Ok, I'll just Google that ....

Right.

Guitar Hero is gone. There is nothing like it any more.

Why Guitar Hero died News • News • Eurogamer.net (Feb 2011)

As the dust settles on Activision's decision to put an end to its world-famous peripheral-based music franchise Guitar Hero and the difficult work of sacking those who helped create it begins, one question remains: where did it all go wrong?

Only three years ago Guitar Hero shot through the $1 billion revenue mark – in the US alone.

Now, in what can only be described as a spectacular fall from grace, Guitar Hero is no more. Why? Why did Guitar Hero die?...

... "Guitar Hero was a victim of its success," said Wedbush Securities' Michael Pachter. "The game was incredibly well-conceived, the peripherals were great, and the music offering was deep and broad. All of those factors led to unprecedented success, and each contributed to its demise."

For Pachter, the fact gamers could play new Guitar Hero games with the peripherals they already owned proved to be the killer blow.

"Once people bought the band kit, for example, they didn't feel compelled to upgrade, as the one they bought was high quality and did the job well," he said. "Once people bought a game, they had 60 - 80 songs to master, and few mastered all of the songs offered...

... "There is absolutely nothing Activision nor anyone could have done to save the music genre. We should remember Guitar Hero for what it was, not where it's at now."...

... "It is possible that Guitar Hero will return, but a re-launch would have to be managed on a far smaller scale. Production costs would have to be minimized to enable profits on unit sales in the hundreds of thousands rather than in the millions."

Pachter's conclusion? "The franchise can support sales at the $200 million level annually, so it will still generate profits, but with license fees and manufacturing costs, margins are not that great, and certainly not enough to keep 200 - 250 people employed working on a new version each year."

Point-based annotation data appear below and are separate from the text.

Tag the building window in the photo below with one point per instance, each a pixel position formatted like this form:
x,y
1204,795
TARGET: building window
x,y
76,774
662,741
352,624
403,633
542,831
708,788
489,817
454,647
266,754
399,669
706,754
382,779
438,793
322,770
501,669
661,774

So to recap - about 5-6 years ago we had a mini-cultural phenom -- a low cost high fun solution for music education. The Wikipedia article on gamification is written in 2010, around the peak of the Guitar Hero story. A few years later and it's all gone - the game, the console, the hardware, everything. In 2014 some replacements may slowly emerge on the iPad, but we're basically starting over again.

What's going on here -- besides our 21st century penchant for rapid cycles of creation, destruction, and recreation?

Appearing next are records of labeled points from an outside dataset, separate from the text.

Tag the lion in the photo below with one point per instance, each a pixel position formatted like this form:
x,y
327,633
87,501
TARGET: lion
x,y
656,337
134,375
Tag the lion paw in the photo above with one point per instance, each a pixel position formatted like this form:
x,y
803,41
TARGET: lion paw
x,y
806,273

Maybe the root problem with gamification is that education doesn't have the economics, or the life cycle, of entertainment. Entertainment has visciously short lifecycles with massive floods of money. That can bring great products out quickly, but this amphetamine fueled growth has a cost. The entertainment products wipe out the weaker educational market -- and when Guitar Hero burns out there's nothing left to replace it. The education market has to be slowly grow back -- only to be wiped out again by the next cycle of the entertainment market.

Ultimately, the entertainment bubble is destructive, and the end result is a peculiar form of market failure.

PS. Garage Band is an interesting exception. It was clearly driven by Steve Jobs passion rather than any kind of business logic. It endures as a monument to Jobs, and because Apple doesn't have to put much money into it. It works, it's done, and the Mac platform is far more stable than entertainment-oriented consoles.